In materia, la prassi dell’ufficio ha chiarito che i predetti canoni devono essere relativi ad un contratto di locazione di cui agli articoli 1571 ss. c.c. e la cui disciplina è regolata dalla legge n. 392/1978, ovvero relativi alle ipotesi in cui il godimento degli immobili avviene a seguito di un provvedimento amministrativo di concessione. Per quanto concerne i contratti di servizi a prestazioni complesse o di affitto d’azienda, che includano almeno un immobile ad uso non abitativo, la prassi ha precisato che si tratta di tutte quelle ipotesi in cui, accanto a un’attività di gestione passiva che si manifesta con la mera percezione di canoni di locazione/affitto relativi a una pluralità di immobili, si ponga in essere un’attività consistente nell’esecuzione di una serie di servizi complementari e funzionali alla utilizzazione unitaria del complesso immobiliare, con finalità diverse dal mero godimento dello stesso (cfr. circolari nn. 14/2020 e 25/2020).
Ciò premesso, con riferimento al caso in esame, l’Agenzia rileva che, dall’esame degli atti di concessione in questione non emergono prestazioni aggiuntive e supplementari fornite dall’ente concedente unitamente alla messa a disposizione degli immobili. Inoltre, l’oggetto degli atti suddetti appare essere la gestione di un sistema di servizi per il pubblico, non l’utilizzo degli immobili con eventuali servizi complementari e resta in capo all’amministrazione la facoltà di concedere a terzi che richiedono la concessione in uso temporaneo dei siti o parti di essi.

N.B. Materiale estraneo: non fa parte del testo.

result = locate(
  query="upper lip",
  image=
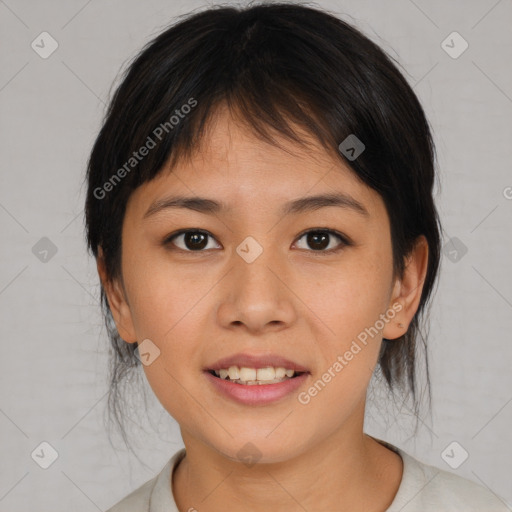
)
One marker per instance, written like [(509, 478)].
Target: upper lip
[(256, 361)]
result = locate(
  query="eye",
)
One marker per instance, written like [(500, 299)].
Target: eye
[(318, 240), (194, 240)]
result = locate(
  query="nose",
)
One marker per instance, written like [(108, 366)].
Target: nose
[(255, 295)]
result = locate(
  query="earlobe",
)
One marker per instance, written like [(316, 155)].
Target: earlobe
[(408, 290), (117, 302)]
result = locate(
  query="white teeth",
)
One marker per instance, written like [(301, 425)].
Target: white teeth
[(246, 374), (268, 375), (265, 374), (280, 372), (233, 372)]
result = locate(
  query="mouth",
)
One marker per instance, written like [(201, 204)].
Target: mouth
[(255, 376)]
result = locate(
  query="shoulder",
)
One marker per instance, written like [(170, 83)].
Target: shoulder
[(137, 500), (154, 495), (427, 488)]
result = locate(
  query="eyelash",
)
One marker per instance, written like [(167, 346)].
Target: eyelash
[(345, 242)]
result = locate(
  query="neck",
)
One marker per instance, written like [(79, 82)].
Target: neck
[(347, 471)]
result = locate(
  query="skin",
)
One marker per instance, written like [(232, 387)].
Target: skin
[(292, 301)]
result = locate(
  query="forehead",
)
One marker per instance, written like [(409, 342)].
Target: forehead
[(234, 166)]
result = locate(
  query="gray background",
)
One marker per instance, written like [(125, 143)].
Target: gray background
[(54, 364)]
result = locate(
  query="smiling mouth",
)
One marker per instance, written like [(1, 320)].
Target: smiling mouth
[(246, 377)]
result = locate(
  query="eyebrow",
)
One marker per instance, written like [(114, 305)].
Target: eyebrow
[(301, 205)]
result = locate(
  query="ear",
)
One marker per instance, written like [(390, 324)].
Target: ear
[(117, 301), (407, 291)]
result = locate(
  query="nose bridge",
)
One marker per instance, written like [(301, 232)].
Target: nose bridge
[(257, 296), (256, 264)]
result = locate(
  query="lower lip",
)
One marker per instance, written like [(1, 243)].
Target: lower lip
[(258, 394)]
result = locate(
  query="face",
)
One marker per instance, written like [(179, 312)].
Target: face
[(251, 278)]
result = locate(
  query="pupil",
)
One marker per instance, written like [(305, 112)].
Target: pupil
[(316, 235), (198, 240)]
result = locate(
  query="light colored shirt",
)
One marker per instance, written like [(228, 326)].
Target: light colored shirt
[(423, 488)]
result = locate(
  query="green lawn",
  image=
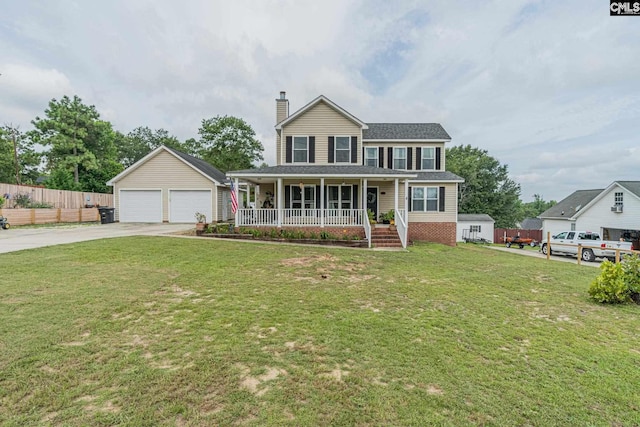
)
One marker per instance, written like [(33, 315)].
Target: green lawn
[(169, 331)]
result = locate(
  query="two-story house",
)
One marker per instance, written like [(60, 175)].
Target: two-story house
[(332, 168)]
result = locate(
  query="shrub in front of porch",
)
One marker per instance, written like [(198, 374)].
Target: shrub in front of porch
[(305, 233)]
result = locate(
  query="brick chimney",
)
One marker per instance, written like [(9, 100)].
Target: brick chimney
[(282, 107)]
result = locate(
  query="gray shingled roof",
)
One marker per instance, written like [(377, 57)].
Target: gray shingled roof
[(438, 176), (531, 224), (570, 205), (299, 170), (404, 131), (201, 165), (474, 217)]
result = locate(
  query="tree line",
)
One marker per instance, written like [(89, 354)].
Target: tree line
[(75, 149), (72, 148)]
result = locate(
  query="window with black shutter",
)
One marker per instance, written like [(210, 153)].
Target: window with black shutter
[(312, 149), (354, 149), (289, 149), (331, 149)]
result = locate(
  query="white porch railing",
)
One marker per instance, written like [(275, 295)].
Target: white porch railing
[(303, 217), (401, 226)]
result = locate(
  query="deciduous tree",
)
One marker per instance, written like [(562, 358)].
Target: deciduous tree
[(487, 187), (76, 140), (228, 143), (141, 141)]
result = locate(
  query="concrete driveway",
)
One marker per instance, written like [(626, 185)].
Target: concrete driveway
[(17, 239)]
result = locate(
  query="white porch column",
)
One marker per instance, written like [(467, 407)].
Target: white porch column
[(364, 197), (280, 201), (395, 199), (236, 189), (322, 203)]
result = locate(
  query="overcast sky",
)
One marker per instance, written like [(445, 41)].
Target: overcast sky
[(550, 88)]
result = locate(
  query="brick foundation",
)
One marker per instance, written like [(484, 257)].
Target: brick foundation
[(437, 232)]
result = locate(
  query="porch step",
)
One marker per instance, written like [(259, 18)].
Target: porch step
[(385, 238)]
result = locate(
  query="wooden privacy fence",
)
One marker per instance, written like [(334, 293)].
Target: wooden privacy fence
[(500, 233), (48, 216), (62, 199)]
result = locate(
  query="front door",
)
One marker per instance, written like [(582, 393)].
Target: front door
[(372, 200)]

Pertanto, gli atti di concessione in questione non risultano assimilabili né alla locazione tipizzata nel codice civile, rappresentando la messa a disposizione di alcuni immobili necessari per lo svolgimento della propria attività del tutto marginali, né ad un provvedimento amministrativo di concessione di godimento degli immobili, in quanto non vi è l’uso esclusivo dei siti.
Di conseguenza, la società non può fruire del credito di imposta di cui all’articolo 28 del decreto “Rilancio”, poiché i contratti stipulati non integrano né i requisiti richiesti dal comma 1, né quelli previsti dal comma 2, in riferimento all’ambito oggettivo di applicazione della norma agevolativa.